For those who missed it, Zillow had a house flipping side business that was buying houses from people at high as shit prices, with the plan to drive up the price of neighborhoods even higher somehow. They since stopped and fired 25% of its workforce, at first saying it was the fault of the labor shortage, but later admitting to their house buying algorithm being too aggressive with house buying prices.
Meanwhile Redfin says they only have iBuying as a side business:
“This is a business that could scale to any size you want if you’re willing to overpay for houses,” said Kelman. “If you have to buy houses every day of the week in every type of market condition, you are just force-feeding yourself potentially toxic assets.”
In other words, iBuying algorithms are bad for Zillow's case, but are also untested in volatile real estate market conditions. At worst they could single-handedly cause a housing market collapse. Cool! But in the meantime, these companies will drive up the price for houses, and subsequently for renters too.
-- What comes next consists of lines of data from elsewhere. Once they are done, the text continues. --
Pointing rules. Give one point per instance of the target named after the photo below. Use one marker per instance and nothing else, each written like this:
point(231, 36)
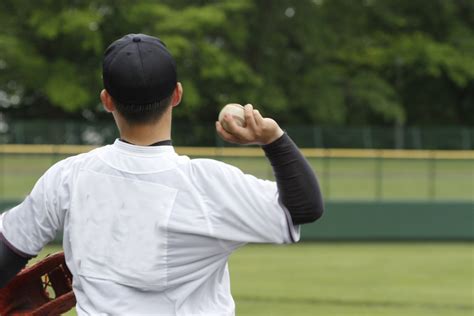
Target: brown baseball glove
point(42, 289)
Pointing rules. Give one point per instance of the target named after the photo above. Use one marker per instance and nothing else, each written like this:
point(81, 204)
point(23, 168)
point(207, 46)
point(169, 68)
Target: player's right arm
point(28, 227)
point(297, 184)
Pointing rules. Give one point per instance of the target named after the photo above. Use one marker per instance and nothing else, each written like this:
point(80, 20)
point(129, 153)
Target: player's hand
point(258, 130)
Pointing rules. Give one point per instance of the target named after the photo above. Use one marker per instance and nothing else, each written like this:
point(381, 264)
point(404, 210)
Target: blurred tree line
point(338, 62)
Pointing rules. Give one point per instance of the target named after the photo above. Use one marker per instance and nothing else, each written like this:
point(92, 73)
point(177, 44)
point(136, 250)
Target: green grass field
point(369, 279)
point(341, 178)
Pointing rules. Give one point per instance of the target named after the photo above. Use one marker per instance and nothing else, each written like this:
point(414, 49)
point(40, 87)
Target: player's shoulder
point(206, 165)
point(75, 162)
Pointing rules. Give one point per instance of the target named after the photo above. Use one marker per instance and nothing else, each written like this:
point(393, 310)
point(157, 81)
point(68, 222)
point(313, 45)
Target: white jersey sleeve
point(29, 226)
point(241, 207)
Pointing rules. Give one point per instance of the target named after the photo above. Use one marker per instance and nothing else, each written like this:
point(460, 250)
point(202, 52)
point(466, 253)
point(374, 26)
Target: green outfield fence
point(376, 192)
point(369, 137)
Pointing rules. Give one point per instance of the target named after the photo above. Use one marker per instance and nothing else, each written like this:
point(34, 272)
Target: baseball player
point(146, 231)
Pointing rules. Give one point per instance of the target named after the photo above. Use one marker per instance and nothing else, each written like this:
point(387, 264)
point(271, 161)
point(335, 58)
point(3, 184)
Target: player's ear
point(107, 101)
point(177, 95)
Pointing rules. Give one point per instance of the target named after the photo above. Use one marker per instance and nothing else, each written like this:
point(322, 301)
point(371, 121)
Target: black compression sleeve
point(297, 184)
point(10, 263)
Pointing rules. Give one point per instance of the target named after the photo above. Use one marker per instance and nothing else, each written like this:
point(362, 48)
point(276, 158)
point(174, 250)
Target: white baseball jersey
point(146, 231)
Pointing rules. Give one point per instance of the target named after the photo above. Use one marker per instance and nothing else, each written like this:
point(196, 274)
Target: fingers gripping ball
point(236, 111)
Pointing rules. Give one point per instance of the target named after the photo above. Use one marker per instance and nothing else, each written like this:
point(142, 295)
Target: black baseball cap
point(138, 69)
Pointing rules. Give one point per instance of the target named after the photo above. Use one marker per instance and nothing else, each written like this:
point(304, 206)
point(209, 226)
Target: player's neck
point(146, 134)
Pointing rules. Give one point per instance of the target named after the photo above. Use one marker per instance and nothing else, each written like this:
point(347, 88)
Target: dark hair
point(143, 113)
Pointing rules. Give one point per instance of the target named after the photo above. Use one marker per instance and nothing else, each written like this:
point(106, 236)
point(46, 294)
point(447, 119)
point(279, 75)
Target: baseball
point(237, 112)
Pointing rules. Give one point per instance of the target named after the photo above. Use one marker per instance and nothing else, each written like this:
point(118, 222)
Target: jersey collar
point(143, 150)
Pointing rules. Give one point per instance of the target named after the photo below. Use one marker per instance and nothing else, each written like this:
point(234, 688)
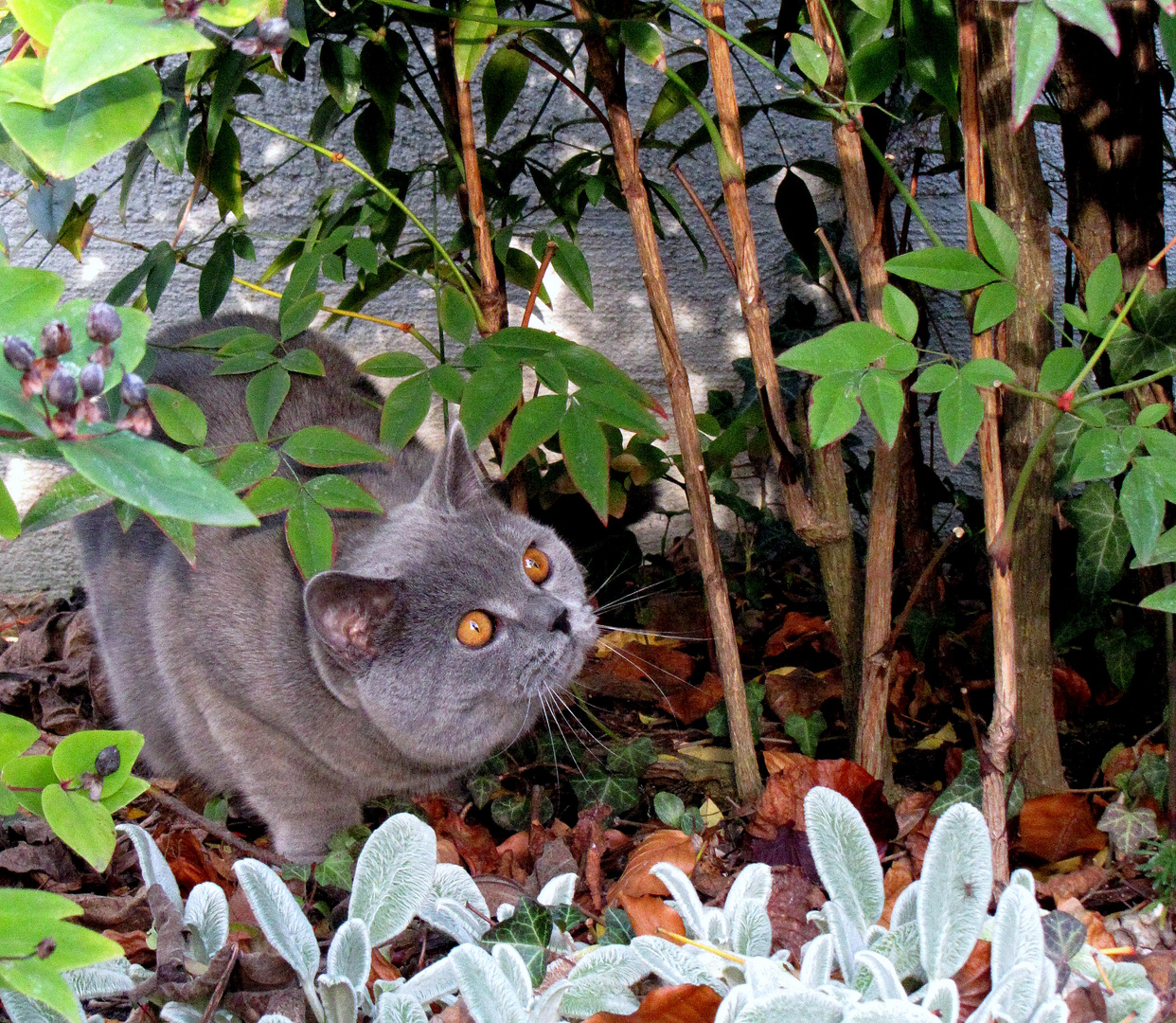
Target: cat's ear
point(349, 615)
point(456, 481)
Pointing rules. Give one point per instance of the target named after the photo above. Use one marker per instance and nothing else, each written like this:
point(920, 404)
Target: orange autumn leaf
point(684, 1003)
point(1056, 827)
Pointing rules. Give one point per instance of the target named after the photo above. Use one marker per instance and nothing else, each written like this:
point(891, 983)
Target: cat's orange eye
point(475, 629)
point(535, 565)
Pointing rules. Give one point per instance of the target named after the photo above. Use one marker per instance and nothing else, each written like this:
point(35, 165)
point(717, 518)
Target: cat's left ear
point(349, 615)
point(455, 481)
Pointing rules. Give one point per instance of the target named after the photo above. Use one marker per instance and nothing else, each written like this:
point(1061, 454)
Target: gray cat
point(442, 629)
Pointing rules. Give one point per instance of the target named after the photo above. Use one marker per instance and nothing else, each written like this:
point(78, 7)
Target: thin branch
point(708, 220)
point(548, 252)
point(214, 828)
point(841, 276)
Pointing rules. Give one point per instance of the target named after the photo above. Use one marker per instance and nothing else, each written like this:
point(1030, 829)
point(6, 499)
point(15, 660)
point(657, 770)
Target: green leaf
point(1103, 288)
point(29, 774)
point(97, 42)
point(310, 536)
point(179, 417)
point(535, 422)
point(1103, 540)
point(393, 364)
point(1035, 42)
point(845, 349)
point(996, 242)
point(986, 371)
point(263, 396)
point(83, 128)
point(340, 67)
point(796, 213)
point(341, 494)
point(1094, 15)
point(996, 303)
point(835, 408)
point(806, 730)
point(155, 477)
point(86, 827)
point(642, 40)
point(882, 398)
point(246, 464)
point(455, 315)
point(326, 447)
point(404, 409)
point(900, 312)
point(502, 82)
point(1060, 368)
point(586, 457)
point(1142, 502)
point(76, 755)
point(810, 58)
point(475, 27)
point(305, 361)
point(572, 267)
point(952, 269)
point(937, 376)
point(448, 383)
point(490, 396)
point(961, 412)
point(272, 495)
point(527, 931)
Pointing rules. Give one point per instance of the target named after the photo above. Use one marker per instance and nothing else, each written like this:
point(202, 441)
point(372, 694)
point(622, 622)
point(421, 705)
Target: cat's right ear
point(349, 615)
point(456, 481)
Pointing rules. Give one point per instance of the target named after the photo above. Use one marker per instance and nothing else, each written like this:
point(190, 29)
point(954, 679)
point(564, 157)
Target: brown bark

The real "innovation" they're making here is in keeping the house selling process easy, meaning no inspections of the home except to make sure no one is occupying it post-sale. Just another case of big tech petina painted over what is ultimately just a shittier way of doing business. Opendoor and the like will probably be fine for now though, I have no clue what will happen to the housing market anyways. Things could get fun though....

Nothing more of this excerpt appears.